Monday, February 14, 2011

Statistics Inflation

I read a headline this morning: "Rondo triple-double leads Celtics past Heat." Rajon Rondo had a nice game. He had 11 points, 10 rebounds, and 10 assists. You know what I say? Big deal!

Look back to the 1961-62 NBA season. I realize that was a long time ago, and that the game has changed significantly. Here were Oscar Robertson's key statistics for the season: he averaged 30.8 points, 12.5 rebounds, and 11.4 assists per game for the entire season. With those averages right now, he would be leading the league in scoring (Kevin Durant leads at 29.1 per game), fifth in rebounding (Kevin Love leads at 15.5), and second in assists (Rondo leads with 12.3).

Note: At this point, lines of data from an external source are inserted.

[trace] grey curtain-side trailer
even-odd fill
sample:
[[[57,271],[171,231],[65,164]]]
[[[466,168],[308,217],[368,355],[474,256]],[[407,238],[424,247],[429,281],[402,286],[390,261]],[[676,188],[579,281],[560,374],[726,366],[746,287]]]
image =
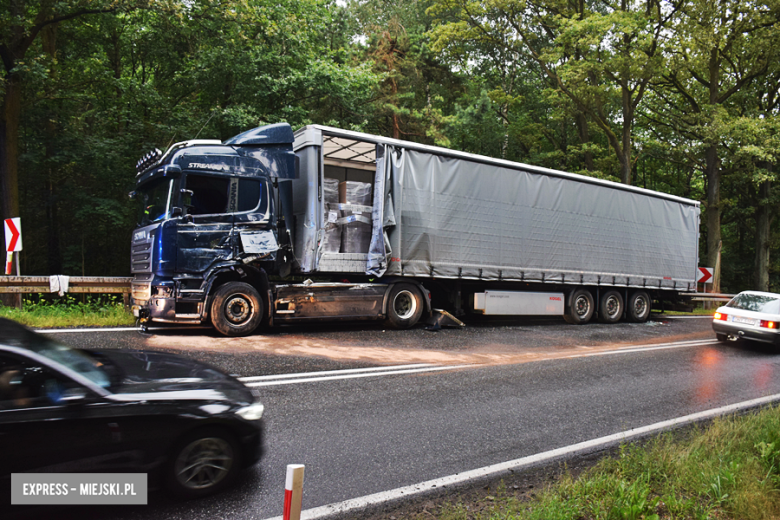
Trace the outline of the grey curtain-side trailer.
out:
[[[178,143],[137,169],[142,322],[231,336],[407,328],[432,308],[642,322],[696,290],[699,203],[591,177],[286,124]]]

But, we have become so enamored with statistics that don't really matter that all of these cute little thresholds have been devised. Triple double! When the Big O averaged a triple double, the term hadn't been invented. Because of that, players didn't strive for ten of each, they just played to win.

Who leads the NBA in free throw percentage in home games played on Tuesdays against teams from the Western Conference? Thankfully, I have no idea, but I'm sure that some bored person could find the answer, and if he or she did, then some player would use that come contract negotiation time.

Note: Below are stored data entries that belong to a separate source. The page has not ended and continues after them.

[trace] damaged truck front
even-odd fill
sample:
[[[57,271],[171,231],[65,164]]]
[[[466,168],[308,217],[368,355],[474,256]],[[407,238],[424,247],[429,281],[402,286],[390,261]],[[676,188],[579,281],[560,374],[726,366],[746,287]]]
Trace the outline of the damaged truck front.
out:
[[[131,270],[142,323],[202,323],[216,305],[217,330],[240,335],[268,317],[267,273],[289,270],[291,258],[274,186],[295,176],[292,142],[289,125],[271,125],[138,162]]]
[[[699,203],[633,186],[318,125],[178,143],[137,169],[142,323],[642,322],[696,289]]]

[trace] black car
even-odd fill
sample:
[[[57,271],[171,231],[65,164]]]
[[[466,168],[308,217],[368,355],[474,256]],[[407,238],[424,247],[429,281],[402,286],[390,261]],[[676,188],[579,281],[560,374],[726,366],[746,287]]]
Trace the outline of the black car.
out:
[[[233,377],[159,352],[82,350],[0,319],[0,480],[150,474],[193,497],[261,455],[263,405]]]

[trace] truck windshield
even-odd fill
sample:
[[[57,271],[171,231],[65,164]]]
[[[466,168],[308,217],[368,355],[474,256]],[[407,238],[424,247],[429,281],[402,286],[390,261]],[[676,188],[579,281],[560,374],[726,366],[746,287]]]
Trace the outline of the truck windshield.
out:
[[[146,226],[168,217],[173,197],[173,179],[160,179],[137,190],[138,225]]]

Everyone is enamored with these statistics. And, it's the thresholds that get all the publicity. Here's a really good example that I got from the book, Scorecaster. No player in recorded major league baseball history entering his last at bat of the season with a .299 batting average has ever drawn a walk. The number of players who have finished a season with 30 home runs exceeds the number who have finished with 29 by a statistically significant margin. Likewise, the number who have finished with between 100 and 105 RBIs exceeds the number who have finished with between 95 and 99 by a significant margin.

And, while I haven't seen it in that book anywhere, I would bet you that not too many NBA players finish a game with Triple 9s (points, rebounds, and assists), or even with double digits in two of those categories and nine in the third. Have you ever seen a player in a tight game take a really stupid shot to try to score their 50th point when a pass to a wide-open teammate for a layup was the right play? I have. Have you seen an NFL coach keep his star QB in the game to throw a few more passes in a blowout so that he can get to 400 yards passing? I have. And, in that circumstance, I've even seen the star QB get injured and miss a game or two with that injury, all in search of a useless holy grail. 385 yard passing games are not a great negotiation tool come contract time, but 400 yard games are.

Players should be measured by what they do for their team, not what they do for themselves. But, a great defensive small forward doesn't put fans in the seats. A 30 point per game scorer does.

I just hope that someday when future sports historians are writing down the greats of the games that they remember the players who made their teams winners not the players who made their contracts bigger.